Exhausted and grieving survivors dug through their crumpled homes yesterday searching for clothes, food and valuables after a powerful earthquake hit central Indonesia, killing nearly 4,000 people.
The magnitude-6.3 quake struck early on Saturday and injured thousands more in the heart of densely populated Java island, in the country's worst disaster since the 2004 tsunami. It also triggered fears that a nearby rumbling volcano would erupt and caused serious damage to the world-famous 9th century Prambanan temple.
The disaster zone stretched across hundreds of square kilometers of mostly farming communities in Yogyakarta Province. The worst devastation was in the town of Bantul, where more than 2,700 people were killed and 80 percent of the homes were flattened.
"I have to start my life from zero again," said Poniran, whose 5-year-old daughter Ellie was killed in the quake.
Poniran dug up his daughter, who was still breathing, from the rubble of her bedroom, but she died in a hospital awaiting treatment along with hundreds of others.
"Her last words were `Daddy, Daddy,'" he said.
At least 3,875 people were killed in the quake, according to command post officials from the affected districts. The social ministry said around 4,200 died, but later revised its figures downward.
About 200,000 people were left homeless, according to the International Federation of Red Cross and Red Crescent.
They issued an emergency appeal for nearly US$10 million and separate aid pledges poured in from Western and Asian states.
Aid workers said the immediate priority was to treat the injured, but warned that dwindling supplies of food and water and a lack of housing could pose long-term challenges.
"Clearly the top priority right now is the treatment of injured people," UNICEF spokesman John Budd said.
"There are three hospitals in Bantul and five in Yogyakarta -- all are overwhelmed and they are not even treating the slightly injured any more," he said.
Anton Susanto, a member of the UNICEF assessment team already in the quake zone, said 30 percent to 40 percent of those injured were children, with many suffering from head wounds and broken bones.
"People are just laid out everywhere," he said. "People are still very, very traumatized. Frequent aftershocks are still going on," he added.
Tens of thousands spent Saturday night sleeping in any open space available -- on streets, in cassava fields, even on the narrow paths between rice fields.
Survivors searched the ruins of their homes yesterday for anything still usable and complained that they hadn't received any aid.
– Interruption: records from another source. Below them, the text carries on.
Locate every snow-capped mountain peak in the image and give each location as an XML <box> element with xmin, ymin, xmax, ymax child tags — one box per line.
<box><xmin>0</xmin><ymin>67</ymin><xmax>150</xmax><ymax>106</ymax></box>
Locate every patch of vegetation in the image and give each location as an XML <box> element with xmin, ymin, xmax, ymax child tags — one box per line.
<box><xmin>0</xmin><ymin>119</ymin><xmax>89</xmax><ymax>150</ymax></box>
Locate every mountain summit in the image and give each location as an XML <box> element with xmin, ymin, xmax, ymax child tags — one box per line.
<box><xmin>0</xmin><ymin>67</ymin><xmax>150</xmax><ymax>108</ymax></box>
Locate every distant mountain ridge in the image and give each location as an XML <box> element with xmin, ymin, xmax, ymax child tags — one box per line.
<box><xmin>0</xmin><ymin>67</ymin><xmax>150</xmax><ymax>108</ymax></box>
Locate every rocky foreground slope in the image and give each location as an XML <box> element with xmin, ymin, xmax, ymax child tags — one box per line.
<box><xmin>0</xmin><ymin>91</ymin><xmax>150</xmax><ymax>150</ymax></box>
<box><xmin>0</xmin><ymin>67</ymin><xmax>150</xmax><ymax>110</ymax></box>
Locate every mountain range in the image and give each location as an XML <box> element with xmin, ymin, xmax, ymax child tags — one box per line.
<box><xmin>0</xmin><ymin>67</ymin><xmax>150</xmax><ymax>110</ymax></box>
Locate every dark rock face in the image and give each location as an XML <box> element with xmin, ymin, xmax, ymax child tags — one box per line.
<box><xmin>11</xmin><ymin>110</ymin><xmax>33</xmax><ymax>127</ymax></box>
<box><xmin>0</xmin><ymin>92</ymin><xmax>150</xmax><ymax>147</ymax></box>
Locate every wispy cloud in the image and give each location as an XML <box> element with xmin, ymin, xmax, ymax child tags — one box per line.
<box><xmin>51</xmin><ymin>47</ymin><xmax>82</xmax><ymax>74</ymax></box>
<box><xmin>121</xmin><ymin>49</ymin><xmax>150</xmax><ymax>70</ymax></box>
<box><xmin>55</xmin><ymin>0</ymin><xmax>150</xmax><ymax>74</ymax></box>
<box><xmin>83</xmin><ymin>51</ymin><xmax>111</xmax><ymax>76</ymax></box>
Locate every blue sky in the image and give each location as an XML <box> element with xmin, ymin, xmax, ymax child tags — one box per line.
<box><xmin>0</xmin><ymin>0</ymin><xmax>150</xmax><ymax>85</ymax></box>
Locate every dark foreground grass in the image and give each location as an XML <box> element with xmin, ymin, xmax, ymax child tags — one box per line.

"We're short of everything -- clothes, food, water, all are gone. We are poor people, but our lives still matter," said Budi Wiyana, 63, whose house was destroyed.
Offers of help came from around the world including the US, Pakistan, Canada, China, Britain, South Korea and France. Malaysia, Singapore, Taiwan, Japan, Turkey and Norway despatched emergency medical teams.
Meanwhile, three more strong earthquakes rattled the Asia-Pacific region yesterday.
An undersea quake measuring 6.2 hit Papua New Guinea at 0312 GMT and about 20 minutes later a 6.7-magnitude quake shook the ocean floor near the Pacific islands of Tonga, the US Geological Survey said. There were no reports of any casualties or damage.
Hours later a 5.5-magnitude quake struck off the northern coast of the Philippines.